「優勝が夏だったら、最高だったのに……」
 次々と押し寄せてくるプレッシャーの波に耐えながら、久保尚志はそう心の中でつぶやいていた。
 春の選抜で初出場初優勝を果たした観音寺中央高校。大会後はマスコミにも大きく取り上げられるようになり、新聞や雑誌には必ずと言っていいほど『春夏連覇』の4文字が躍った。そんな中、久保はチームに違和感を感じ始めていた。

「選抜の後、明らかにチームは一つの方向に向いていませんでした。取材などでいつもちやほやされるのは、レギュラーの選手ばかり。控え選手の中にはそれがおもしろくないと感じている人もいました。特に口論とかあったわけではないのですが、なんとなくチーム内には亀裂が走っていた。普段通りに練習していても、みんな何かが違うなと感じていたと思います」

「お前ら、ちょっとでも悪いことやってみろ。すぐに週刊誌に書かれるからな。絶対に変な行動はするなよ」。学校からは執拗に注意を促され、選手たちの行動は制限されていった。
 さらに、久保はエース故の重責も背負わなければならなかった。
「コーチからは『負けたら、すぐに新聞に取り上げられるぞ』と言われていたんです。だから、もうずっとプレッシャーを感じながら投げていました」
 
 春季大会、県を制した坂出商業に5−6で敗れた観音寺中央は、夏に向けて練習を再開した。もちろん目指すは“甲子園”。選手は皆、それまでと変わらず、必死に白球を追い続けた。だが、何かが違っていた。「チームは一つになりきれていない」。そんなモヤモヤ感を拭い切れぬまま、夏の県予選が幕を開けた。

 チームの状態は決してよくはなかった。そしてまた、久保自身も調子を落としていた。めったに叱らない橋野純監督にも「しっかり放らんか!」「ピリッとしろ!」と喝を入れられるほど、ピッチングに精彩さを欠いていた。
 それでも組み合わせに恵まれた観音寺中央は順調に勝ち抜き、決勝へと駒を進めた。相手は県内屈指の強豪・高松商業。
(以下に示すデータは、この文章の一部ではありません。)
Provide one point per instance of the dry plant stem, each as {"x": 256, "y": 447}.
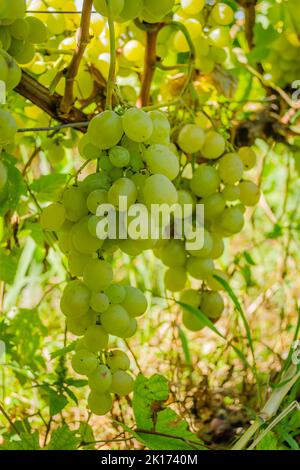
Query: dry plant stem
{"x": 149, "y": 66}
{"x": 49, "y": 103}
{"x": 82, "y": 41}
{"x": 112, "y": 65}
{"x": 271, "y": 407}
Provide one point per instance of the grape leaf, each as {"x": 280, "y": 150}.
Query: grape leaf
{"x": 24, "y": 441}
{"x": 148, "y": 393}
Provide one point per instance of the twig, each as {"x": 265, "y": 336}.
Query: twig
{"x": 149, "y": 65}
{"x": 112, "y": 65}
{"x": 39, "y": 95}
{"x": 82, "y": 41}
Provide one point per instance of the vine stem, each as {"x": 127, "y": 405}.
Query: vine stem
{"x": 83, "y": 37}
{"x": 112, "y": 65}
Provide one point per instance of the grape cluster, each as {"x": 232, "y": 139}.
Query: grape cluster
{"x": 137, "y": 160}
{"x": 19, "y": 34}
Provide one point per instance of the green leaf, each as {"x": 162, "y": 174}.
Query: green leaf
{"x": 49, "y": 187}
{"x": 269, "y": 442}
{"x": 64, "y": 439}
{"x": 14, "y": 188}
{"x": 148, "y": 396}
{"x": 8, "y": 267}
{"x": 57, "y": 402}
{"x": 24, "y": 441}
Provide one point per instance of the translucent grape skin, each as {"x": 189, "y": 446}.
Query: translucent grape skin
{"x": 84, "y": 362}
{"x": 137, "y": 125}
{"x": 122, "y": 383}
{"x": 117, "y": 359}
{"x": 99, "y": 403}
{"x": 135, "y": 302}
{"x": 115, "y": 320}
{"x": 97, "y": 275}
{"x": 95, "y": 338}
{"x": 100, "y": 379}
{"x": 105, "y": 130}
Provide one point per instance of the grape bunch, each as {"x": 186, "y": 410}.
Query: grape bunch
{"x": 19, "y": 34}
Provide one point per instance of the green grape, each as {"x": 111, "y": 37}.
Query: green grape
{"x": 87, "y": 150}
{"x": 131, "y": 330}
{"x": 115, "y": 320}
{"x": 82, "y": 240}
{"x": 8, "y": 127}
{"x": 135, "y": 303}
{"x": 78, "y": 325}
{"x": 218, "y": 246}
{"x": 248, "y": 157}
{"x": 93, "y": 182}
{"x": 37, "y": 30}
{"x": 212, "y": 304}
{"x": 214, "y": 204}
{"x": 3, "y": 175}
{"x": 213, "y": 283}
{"x": 75, "y": 299}
{"x": 19, "y": 29}
{"x": 158, "y": 189}
{"x": 191, "y": 138}
{"x": 190, "y": 320}
{"x": 99, "y": 403}
{"x": 173, "y": 253}
{"x": 192, "y": 7}
{"x": 134, "y": 51}
{"x": 130, "y": 11}
{"x": 123, "y": 187}
{"x": 137, "y": 125}
{"x": 122, "y": 383}
{"x": 231, "y": 168}
{"x": 205, "y": 181}
{"x": 77, "y": 262}
{"x": 220, "y": 36}
{"x": 160, "y": 159}
{"x": 95, "y": 338}
{"x": 200, "y": 268}
{"x": 117, "y": 359}
{"x": 100, "y": 379}
{"x": 5, "y": 38}
{"x": 99, "y": 302}
{"x": 95, "y": 199}
{"x": 105, "y": 164}
{"x": 249, "y": 193}
{"x": 53, "y": 217}
{"x": 102, "y": 8}
{"x": 187, "y": 202}
{"x": 116, "y": 293}
{"x": 214, "y": 145}
{"x": 231, "y": 192}
{"x": 222, "y": 14}
{"x": 175, "y": 279}
{"x": 232, "y": 220}
{"x": 206, "y": 249}
{"x": 105, "y": 130}
{"x": 119, "y": 156}
{"x": 14, "y": 72}
{"x": 74, "y": 202}
{"x": 97, "y": 275}
{"x": 84, "y": 362}
{"x": 161, "y": 128}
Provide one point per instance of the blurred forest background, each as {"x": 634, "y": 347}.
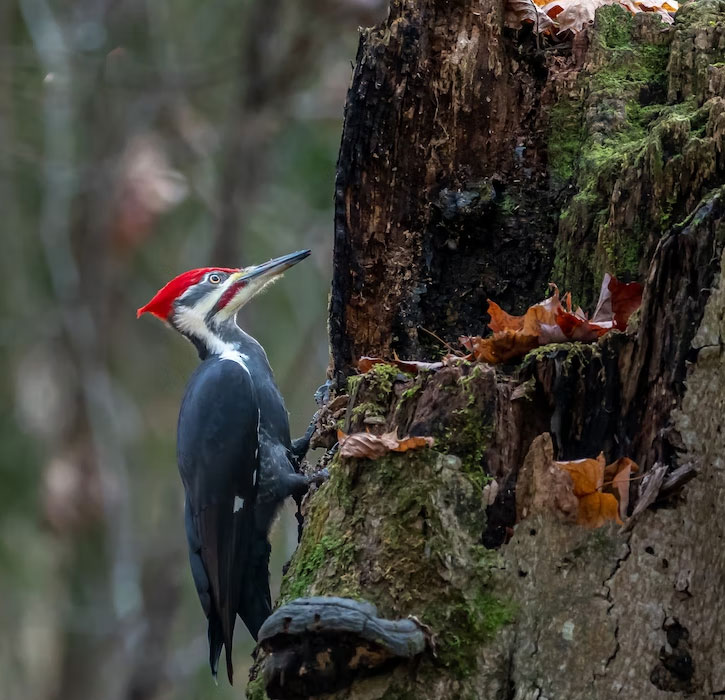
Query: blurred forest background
{"x": 139, "y": 139}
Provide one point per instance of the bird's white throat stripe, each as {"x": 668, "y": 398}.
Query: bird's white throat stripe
{"x": 239, "y": 357}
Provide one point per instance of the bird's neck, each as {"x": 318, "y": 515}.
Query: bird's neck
{"x": 217, "y": 340}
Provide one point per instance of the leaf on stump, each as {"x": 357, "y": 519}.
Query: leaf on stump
{"x": 369, "y": 446}
{"x": 410, "y": 366}
{"x": 618, "y": 474}
{"x": 550, "y": 322}
{"x": 592, "y": 482}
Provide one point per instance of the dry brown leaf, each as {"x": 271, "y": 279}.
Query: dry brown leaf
{"x": 369, "y": 446}
{"x": 618, "y": 474}
{"x": 500, "y": 347}
{"x": 549, "y": 322}
{"x": 541, "y": 487}
{"x": 576, "y": 15}
{"x": 520, "y": 12}
{"x": 409, "y": 366}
現在、千葉ロッテの神田義英が2年生ながらエースを張り、準決勝まで1失点の好投を演じていた。

 3回裏に1点を先制された観音寺中央は5回表にキャプテン・土井裕介の犠牲フライで追いついた。だが、神田を打ち崩すまでには至っておらず、明らかに打ちあぐねていた。
 1−1で迎えた8回表、1死1、2塁と観音寺中央は勝ち越しのチャンスを得た。すると、平凡なゴロを相手のショートが悪送球。これで1点を勝ち越した観音寺中央は、さらに2点を追加し、一挙に3点のリードを奪った。
 その裏、高松商に1点を返されるも、最終回は久保が無失点に抑え、観音寺中央が夏の甲子園初出場を決めた。

「よかったぁ……」
 優勝が決まった瞬間、久保はキャッチャーの森孝之と安堵感にひたりながら、泣いた。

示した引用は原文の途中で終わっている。